Crude oil prices trading slightly lower today giving up 0.39% at $56.58 after President Trump failed to inspire investors after mixed comments; President said that China-US trade deal might happen soon and the phase one agreement is close, but he also said that if a deal isn’t reached the US will raise tariffs.
The previous week the EIA reported that supplies of natural gas rose by 34 billion cubic feet for the week ended November 1, against 89 billion cubic feet gains last week. That came below the build of 45 billion cubic feet expected.
EIA reported last week an increase in inventories by 1.6Mbpd after the previous week’s increase of 8 Mbpd. IEA forecasts that global oil demand growth is expected to grow by 1Mbpd on average to 2025 but is forecast to slow to an average of 100,000 bpd a year from then on as more electric cars hit the road
Support to crude coming from reports indicating that OPEC+ producers might consider production cuts in their next meeting in December.

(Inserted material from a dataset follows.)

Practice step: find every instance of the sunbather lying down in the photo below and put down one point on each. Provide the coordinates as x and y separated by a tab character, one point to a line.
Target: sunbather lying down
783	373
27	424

Crude oil rejected yesterday for one more time at the 200-day moving average rejected for the seventh consecutive session so bears now look more aggressive.

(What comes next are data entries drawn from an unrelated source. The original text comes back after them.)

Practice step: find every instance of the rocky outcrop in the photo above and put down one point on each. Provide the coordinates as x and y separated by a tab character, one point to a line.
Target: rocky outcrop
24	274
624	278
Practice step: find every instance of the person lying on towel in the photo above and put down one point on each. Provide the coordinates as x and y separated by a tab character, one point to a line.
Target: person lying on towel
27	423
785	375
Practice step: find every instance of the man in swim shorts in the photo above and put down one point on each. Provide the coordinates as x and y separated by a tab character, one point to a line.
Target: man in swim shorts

On the downside, immediate support stands at daily low at $56.50, followed by the 100-day moving average at $56.01, below that level, the next support comes in at 55.66 the 50-day moving average. Crude oil has established strong support at 50.50 which managed to cancel the bears several times since the beginning of 2019.
On the flip side, crude oil first resistance level stands at the daily high at $56.80, while more offers could emerge at $57.32 strong resistance, the 200-day moving average. Long positions could sit comfortably as long as the crude price trades above the 100-day moving average.